何より、自分の矮躯では相手の懐に飛び込まなければ有効打を放てない。普段は不愉快で間違いないのに、ミロワールにもう少し腕を長くさせるべきだったと本気で思ってしまった。
「――退出してください。必要なのは、あの女性の魂です。形や年数が近い方が、プリュネ様の為になりますので」
「ふざけろ、糞がッ……!」
リュクレールのことも心配だが、今はここを切り抜けなければならない。歯を食いしばり、構え直したその時――どごん、と上から鈍い音がした。

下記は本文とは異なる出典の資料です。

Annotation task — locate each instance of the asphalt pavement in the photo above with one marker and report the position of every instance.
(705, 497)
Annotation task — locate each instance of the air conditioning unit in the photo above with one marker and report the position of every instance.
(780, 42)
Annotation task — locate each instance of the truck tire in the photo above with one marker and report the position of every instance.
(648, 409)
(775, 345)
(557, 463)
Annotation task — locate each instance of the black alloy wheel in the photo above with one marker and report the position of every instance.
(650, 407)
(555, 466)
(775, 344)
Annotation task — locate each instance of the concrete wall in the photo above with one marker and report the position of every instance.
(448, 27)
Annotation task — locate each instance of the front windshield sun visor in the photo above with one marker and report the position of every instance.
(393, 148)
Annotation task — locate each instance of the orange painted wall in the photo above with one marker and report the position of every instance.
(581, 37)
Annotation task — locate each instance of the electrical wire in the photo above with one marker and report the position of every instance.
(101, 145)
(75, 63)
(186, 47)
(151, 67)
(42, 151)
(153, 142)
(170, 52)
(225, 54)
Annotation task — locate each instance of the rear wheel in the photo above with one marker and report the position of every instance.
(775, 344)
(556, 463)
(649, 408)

三発、四発。そして上から光が差し込んだことに気付き、慌てて身を翻した。
次の瞬間、凄まじい音と共に、光が溢れ――でかい得物を携えた男がずだん、と音を立てて着地した。
「――謝罪を。勝手に使用した」
そう言いながら、南方服を纏った大柄な男は、視線をフランボワーズに向けたまま、手に持っていた得物を軽々とヤズローに向けて放ってくる。
「……構わねぇ、緊急事態だ」
受け止めて、手早く布を剥がす。中から出て来たのは、愛用の槍斧だ。幸い天井は高くぶつけることはなさそうで、大きく振りかぶって構える。小目も全く表情を動かさないまま、彼の隣に立つ。
「瑞香様の命により、助太刀する」
「心底癪だが、受け取ってやらぁ!」
敵が増えても表情の全く変わらない人形へ、2人同時に駆け出した。
「――排除します」
無造作に上半身を回転させ、振り抜かれた拳を、小目は往なすように払い、絡め取る。ぎしり、と動きを止められたフランボワーズを逃さずに、ヤズローは槍斧を大上段に構えて振り下ろした。
「ッ――おらァ!!」
どん、と鈍い音がして、防御を取らなかったフランボワーズの、ドレスの下の足が切り飛ばされた。がくんと彼女の動きが鈍るも、止まらない。逆の足で床を蹴り、小目を押し倒して拘束を解こうとする。
「ふっ!」
僅かな気合を唇から吐き、小目は腕を組み替える。押さえこんでいたフランボワーズの片腕を、関節とは逆方向にごりんと回す。まるで玩具のように簡単に、腕が外れた。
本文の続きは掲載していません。